In stage IV, systemic drug therapy is the basis of treatment. In patients with advanced NSCLC and treatable gene aberrations (ALK, EGRF), tyrosine kinase inhibitors are a critical step in improving survival and quality of life. However, resistance to the selectively acting inhibitors develops as a consequence of first-line therapy, but often also via complex mechanisms, explained Prof. Martin Schuler, MD, Essen, Germany. Second-generation compounds usually allow patients to respond again. If ALK-rearranged tumors are resistant to crizotinib, therapy with ceritinib or alectinib (not yet approved) usually helps for eight to nine months. The CNS effect of these substances is also particularly important.
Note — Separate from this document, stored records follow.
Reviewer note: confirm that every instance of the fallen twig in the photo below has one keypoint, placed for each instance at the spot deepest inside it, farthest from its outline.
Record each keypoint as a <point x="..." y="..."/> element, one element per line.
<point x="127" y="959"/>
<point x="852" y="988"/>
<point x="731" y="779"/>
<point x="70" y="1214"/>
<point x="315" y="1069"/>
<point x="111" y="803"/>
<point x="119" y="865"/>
Therapy in patients with EGFR-positive lung cancer.
EGFR mutations are detected in about 12% of all patients with EGFR-positive lung cancer, for whom afatinib, erlotinib, or gefitinib are indicated as first-line therapy, Prof. Schuler said. New inhibitors such as osimertinib and rociletinib are currently being tested for EGFR T790M-associated resistance. Another strategy to overcome resistance to specific EGFR inhibitors is combination therapies such as platinum-based chemotherapy plus pemetrexed.
New therapeutic option: checkpoint inhibitors
However, 85% of all NSCLC patients have no oncogenic alteration, said Prof. Martin Reck, MD, Hamburg, Germany. For these patients, immunotherapy with checkpoint inhibitors, particularly via inhibition of the PD-1/PD-L1 pathway (nivolumab/pembrolizumab), is an important advance over platinum-based chemotherapy. The signaling pathway enables tumor cells to evade immune defenses. However, many questions about PD-1 inhibitor therapy remain unanswered, Reck emphasized, such as the importance of PD-1 expression, combination therapy options, and efficacy in first-line therapy and CNS metastases.
Source: 32nd German Cancer Congress, Feb. 24-27, 2016, Berlin
InFo ONCOLOGY & HEMATOLOGY 2016; 4(2): 40-41.